According to the Department of Agriculture and Rural Development, the food and agriculture industry contributes US$104.7 billion annually to the state’s economy with livestock (including dairy) having the greatest economic impact at US$5.13 billion, followed by field crops with an economic impact of US$5.12 billion. The methane associated with agricultural waste and food scraps (in the United States, food waste is estimated at between 30% to 40% of the food supply) presents a compelling opportunity for future RNG projects in this sector.
RNG opportunities extend beyond the food and agricultural industry.
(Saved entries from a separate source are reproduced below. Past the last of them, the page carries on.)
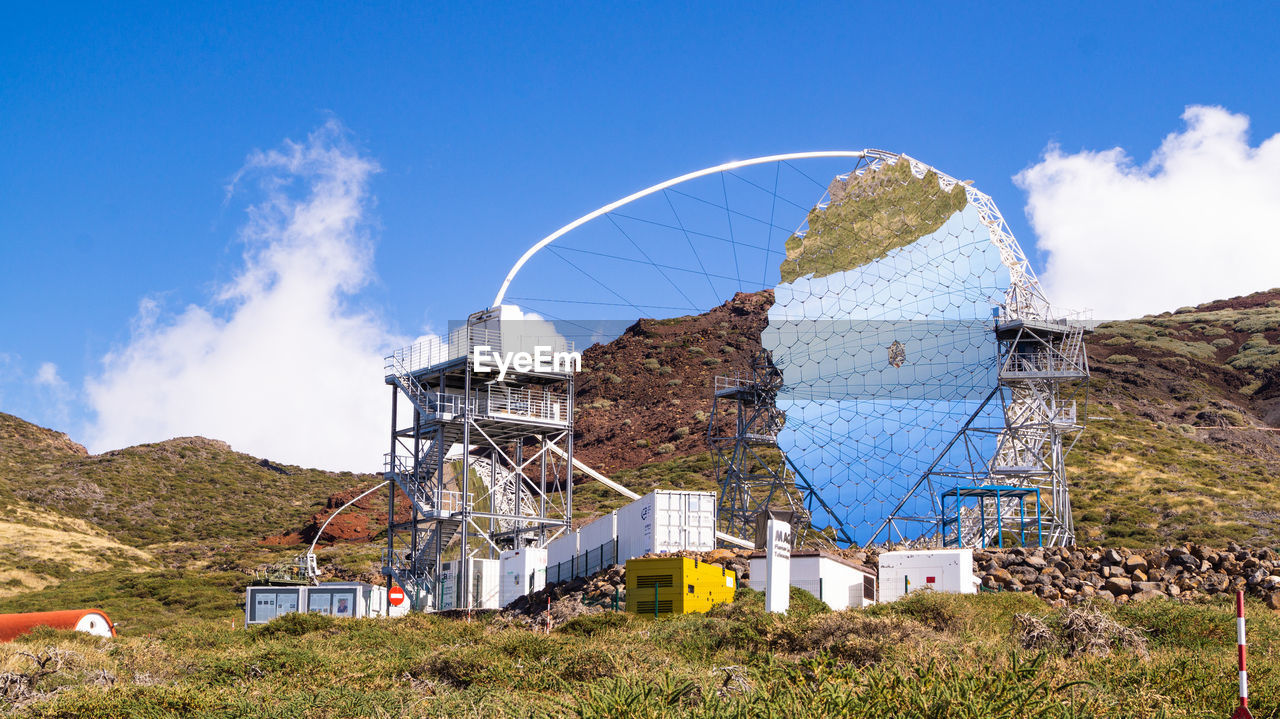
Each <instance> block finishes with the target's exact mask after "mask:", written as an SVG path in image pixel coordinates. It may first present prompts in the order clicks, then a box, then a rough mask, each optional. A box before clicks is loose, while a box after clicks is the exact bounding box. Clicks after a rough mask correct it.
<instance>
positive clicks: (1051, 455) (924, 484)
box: [873, 313, 1089, 546]
mask: <svg viewBox="0 0 1280 719" xmlns="http://www.w3.org/2000/svg"><path fill="white" fill-rule="evenodd" d="M1084 333H1085V330H1084V326H1083V325H1082V324H1078V322H1068V321H1065V320H1047V319H1030V317H1025V316H1023V317H1020V316H1016V315H1015V313H1006V315H1001V316H1000V319H997V321H996V325H995V335H996V342H997V347H998V361H1000V370H998V375H997V377H998V380H997V385H996V388H995V389H992V391H991V394H988V395H987V398H986V399H984V400H983V403H982V406H980V407H979V408H978V409H977V411H975V412H974V413H973V416H970V417H969V420H968V422H965V425H964V427H963V429H961V430H960V431H959V432H957V434H956V435H955V438H954V439H952V440H951V443H950V444H947V446H946V448H945V449H943V450H942V453H940V454H938V458H937V459H936V461H934V463H933V464H932V466H931V467H929V470H928V471H927V472H925V473H924V476H922V477H920V480H919V481H918V482H916V484H915V486H914V487H913V489H911V491H910V493H908V495H906V496H905V498H904V499H902V500H901V502H900V503H899V505H897V507H896V508H895V510H893V512H892V513H891V516H890V518H888V519H886V521H884V523H883V525H881V527H879V528H878V530H877V532H876V535H874V536H873V539H876V537H881V536H883V537H884V540H887V541H895V535H896V536H897V539H899V540H914V542H915V544H934V542H937V541H942V540H945V541H946V544H952V545H954V544H959V545H960V546H986V545H989V544H998V542H1000V539H998V537H997V536H996V532H997V531H998V530H996V527H997V526H1001V527H1004V530H1005V531H1006V532H1012V533H1024V532H1030V531H1032V527H1030V526H1029V525H1027V522H1028V519H1027V517H1025V508H1024V504H1023V499H1021V498H1018V496H1011V493H1009V489H1010V487H1016V489H1033V490H1038V491H1037V495H1038V498H1039V512H1041V517H1039V518H1037V519H1036V521H1037V522H1038V526H1037V527H1034V528H1036V535H1037V537H1042V539H1041V541H1042V542H1043V545H1044V546H1069V545H1073V544H1075V523H1074V521H1073V518H1071V498H1070V490H1069V486H1068V478H1066V463H1065V458H1066V454H1068V453H1069V452H1070V450H1071V448H1073V446H1074V445H1075V441H1076V440H1078V439H1079V436H1080V432H1082V431H1083V430H1084V418H1085V415H1087V411H1085V408H1087V404H1088V379H1089V362H1088V357H1087V353H1085V348H1084ZM993 406H995V407H997V408H998V409H997V411H996V412H992V411H991V407H993ZM993 415H998V420H1000V423H995V425H993V423H991V422H989V420H988V418H987V417H991V416H993ZM992 448H993V449H992ZM957 458H963V461H957ZM956 487H964V495H965V496H966V498H977V499H978V500H979V503H980V504H982V505H986V502H987V500H988V499H995V500H996V509H995V512H996V517H995V519H996V521H995V522H993V521H992V516H991V513H989V510H979V508H968V509H964V510H961V512H960V513H959V517H957V518H952V519H950V521H948V519H946V517H945V512H943V508H942V505H941V499H940V496H941V495H942V494H943V493H947V491H954V490H955V489H956ZM983 487H989V490H991V491H988V493H986V494H984V493H983ZM997 487H1000V490H998V493H997ZM922 489H923V490H927V491H928V495H929V499H931V503H932V508H933V513H932V514H928V516H902V514H899V513H900V512H901V510H902V508H904V507H905V505H906V502H908V499H909V498H910V496H915V495H916V493H919V491H920V490H922ZM1001 493H1002V494H1004V495H1005V496H1001ZM906 522H914V523H923V525H925V527H924V532H923V533H920V532H904V531H902V528H904V527H902V523H906ZM945 522H946V525H947V532H946V535H943V531H942V530H943V526H945V525H943V523H945ZM913 533H914V535H915V536H914V537H913V536H911V535H913Z"/></svg>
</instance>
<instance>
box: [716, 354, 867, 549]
mask: <svg viewBox="0 0 1280 719" xmlns="http://www.w3.org/2000/svg"><path fill="white" fill-rule="evenodd" d="M781 386H782V374H781V372H778V370H777V367H774V366H773V362H772V359H771V358H769V354H768V352H767V351H763V349H762V351H760V352H759V353H758V354H756V356H755V357H754V358H753V359H751V371H750V374H749V375H746V376H717V377H716V385H714V395H713V400H712V413H710V418H709V421H708V425H707V443H708V444H709V445H710V448H712V457H713V461H714V472H716V481H717V484H718V485H719V504H718V507H717V523H718V526H717V528H718V530H719V531H721V532H722V535H730V536H735V537H750V536H753V533H754V532H755V519H756V517H758V516H759V514H760V513H762V512H764V510H767V509H782V510H788V512H791V513H792V528H794V531H796V532H800V531H803V530H804V528H805V527H808V526H809V521H810V517H813V512H812V508H810V507H809V505H806V504H812V503H814V502H817V503H819V504H822V502H823V500H822V498H820V496H818V493H815V491H813V489H812V487H810V486H809V482H808V481H806V480H805V477H804V476H803V475H801V473H800V471H799V470H796V468H795V466H792V464H791V463H790V461H788V459H787V455H786V453H783V452H782V450H781V449H778V430H781V429H782V425H783V422H785V417H783V415H782V412H780V411H778V408H777V395H778V389H781ZM801 491H803V494H801ZM845 541H847V537H846V540H845Z"/></svg>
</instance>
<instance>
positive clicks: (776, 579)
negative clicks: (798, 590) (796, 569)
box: [764, 519, 791, 614]
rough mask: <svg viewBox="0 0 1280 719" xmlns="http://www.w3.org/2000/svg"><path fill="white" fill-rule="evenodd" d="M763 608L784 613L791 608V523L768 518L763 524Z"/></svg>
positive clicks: (786, 611) (767, 610)
mask: <svg viewBox="0 0 1280 719" xmlns="http://www.w3.org/2000/svg"><path fill="white" fill-rule="evenodd" d="M764 531H765V535H767V539H765V541H764V573H765V574H767V576H768V578H767V580H765V582H764V609H765V610H767V612H778V613H782V614H786V612H787V609H790V608H791V525H788V523H786V522H780V521H777V519H769V521H768V522H765V525H764Z"/></svg>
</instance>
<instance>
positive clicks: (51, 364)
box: [36, 362, 67, 390]
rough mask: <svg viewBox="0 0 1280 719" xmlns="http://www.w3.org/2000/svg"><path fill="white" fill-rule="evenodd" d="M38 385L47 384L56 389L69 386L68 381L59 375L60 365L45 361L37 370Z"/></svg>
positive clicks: (36, 372)
mask: <svg viewBox="0 0 1280 719" xmlns="http://www.w3.org/2000/svg"><path fill="white" fill-rule="evenodd" d="M36 385H37V386H47V388H50V389H55V390H61V389H65V388H67V383H65V381H63V379H61V377H60V376H58V365H54V363H52V362H44V363H42V365H41V366H40V368H38V370H36Z"/></svg>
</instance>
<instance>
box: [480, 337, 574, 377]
mask: <svg viewBox="0 0 1280 719" xmlns="http://www.w3.org/2000/svg"><path fill="white" fill-rule="evenodd" d="M471 370H472V371H475V372H489V371H492V370H498V381H499V383H500V381H502V380H503V379H506V377H507V370H515V371H517V372H579V371H581V370H582V353H581V352H556V349H554V348H553V347H550V345H547V344H536V345H534V351H532V353H530V352H497V351H494V349H493V348H492V347H489V345H488V344H477V345H475V347H474V348H471Z"/></svg>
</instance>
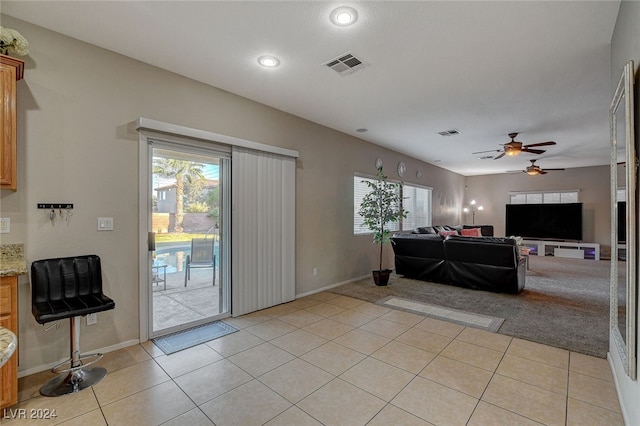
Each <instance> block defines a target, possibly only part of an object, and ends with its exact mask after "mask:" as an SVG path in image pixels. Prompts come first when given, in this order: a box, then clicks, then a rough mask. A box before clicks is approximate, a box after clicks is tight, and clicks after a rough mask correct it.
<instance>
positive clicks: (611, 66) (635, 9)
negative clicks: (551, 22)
mask: <svg viewBox="0 0 640 426" xmlns="http://www.w3.org/2000/svg"><path fill="white" fill-rule="evenodd" d="M629 60H633V61H634V65H635V73H636V78H635V87H636V90H635V108H636V114H635V134H636V142H635V143H636V150H637V149H638V146H639V145H640V144H639V143H638V142H639V141H640V101H639V99H640V89H639V88H640V72H639V71H640V2H637V1H623V2H621V4H620V11H619V12H618V20H617V21H616V29H615V31H614V34H613V38H612V40H611V79H612V81H611V87H612V89H611V96H613V92H614V90H615V87H616V86H617V84H618V80H619V79H620V75H621V74H622V69H623V67H624V66H625V64H626V63H627V62H629ZM635 261H636V264H637V262H638V259H635ZM636 266H637V265H636ZM637 327H638V325H637V321H636V329H637ZM609 357H610V362H611V366H612V367H613V373H614V376H615V379H616V382H617V388H618V389H619V392H620V394H619V395H618V396H619V399H620V404H621V406H622V410H623V413H624V415H625V420H626V422H627V424H630V425H635V424H640V404H638V400H640V383H639V382H638V381H631V380H629V378H628V377H627V376H626V375H625V373H624V369H623V367H622V364H621V361H620V356H619V355H618V353H617V350H616V348H615V346H614V345H613V341H611V340H610V344H609Z"/></svg>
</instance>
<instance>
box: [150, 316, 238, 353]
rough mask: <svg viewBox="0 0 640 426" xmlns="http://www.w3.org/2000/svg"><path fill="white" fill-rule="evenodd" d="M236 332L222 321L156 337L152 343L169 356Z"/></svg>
mask: <svg viewBox="0 0 640 426" xmlns="http://www.w3.org/2000/svg"><path fill="white" fill-rule="evenodd" d="M236 331H238V330H237V329H235V328H234V327H232V326H230V325H229V324H227V323H226V322H224V321H214V322H211V323H208V324H204V325H200V326H198V327H193V328H190V329H188V330H182V331H178V332H176V333H172V334H167V335H166V336H161V337H157V338H155V339H153V343H155V344H156V346H157V347H159V348H160V349H162V352H164V353H165V354H167V355H169V354H172V353H175V352H178V351H181V350H184V349H188V348H190V347H193V346H197V345H199V344H201V343H205V342H209V341H211V340H214V339H217V338H219V337H222V336H226V335H227V334H231V333H235V332H236Z"/></svg>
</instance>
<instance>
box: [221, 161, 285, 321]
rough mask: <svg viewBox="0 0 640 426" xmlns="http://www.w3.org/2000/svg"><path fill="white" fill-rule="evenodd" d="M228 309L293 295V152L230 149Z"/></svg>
mask: <svg viewBox="0 0 640 426" xmlns="http://www.w3.org/2000/svg"><path fill="white" fill-rule="evenodd" d="M231 173H232V186H233V188H232V193H231V198H232V199H231V203H232V209H233V211H232V225H231V227H232V232H231V235H232V267H231V269H232V277H233V286H232V287H233V290H232V313H233V315H234V316H237V315H242V314H246V313H249V312H253V311H256V310H259V309H264V308H267V307H270V306H274V305H277V304H280V303H284V302H289V301H291V300H294V299H295V158H292V157H288V156H282V155H278V154H271V153H266V152H261V151H253V150H247V149H243V148H234V149H233V151H232V172H231Z"/></svg>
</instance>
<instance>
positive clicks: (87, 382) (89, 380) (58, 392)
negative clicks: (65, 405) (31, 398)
mask: <svg viewBox="0 0 640 426" xmlns="http://www.w3.org/2000/svg"><path fill="white" fill-rule="evenodd" d="M106 375H107V370H106V369H105V368H102V367H93V368H86V369H78V370H75V371H69V372H68V373H67V374H61V375H59V376H58V377H55V378H53V379H51V380H49V381H48V382H47V383H46V384H45V385H44V386H42V387H41V388H40V394H41V395H44V396H61V395H68V394H70V393H75V392H79V391H81V390H83V389H86V388H89V387H91V386H94V385H96V384H98V382H100V380H102V379H103V378H104V377H105V376H106Z"/></svg>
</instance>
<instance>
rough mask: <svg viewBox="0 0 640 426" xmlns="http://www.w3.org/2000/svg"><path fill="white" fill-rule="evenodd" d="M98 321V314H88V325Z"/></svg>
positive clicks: (97, 322) (87, 315) (87, 318)
mask: <svg viewBox="0 0 640 426" xmlns="http://www.w3.org/2000/svg"><path fill="white" fill-rule="evenodd" d="M97 323H98V314H87V325H96V324H97Z"/></svg>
Michigan is home to 41 operational landfill gas (LFG) energy projects with another 15 candidate landfills identified through US Environmental Protection Agency’s (EPA) Landfill Methane Outreach Program (LMOP). In addition, there are several hundred wastewater treatment facilities across the state. While not all locations will prove economically viable for development, there is considerable energy potential deserving critical evaluation.
In 2020, renewable energy generated about 11% of Michigan’s total in-state electricity. The same year, Michigan Governor Gretchen Whitmer signed Executive Order 2020-182 and Directive 2020-10, coordinating the state’s efforts to achieve carbon neutrality by 2050. As Michigan works to utilize 100% renewable energy by 2025, alternative sources such as RNG will become increasingly relevant.
RNG can benefit fuel security, provide economic opportunity, improve local air quality, and reduce greenhouse gas emissions; all of which are important factors as Michigan prioritizes renewable energy and works to achieve carbon neutrality. Michiganders can expect to hear more about RNG as future projects get underway and public attention turns to renewable energy systems.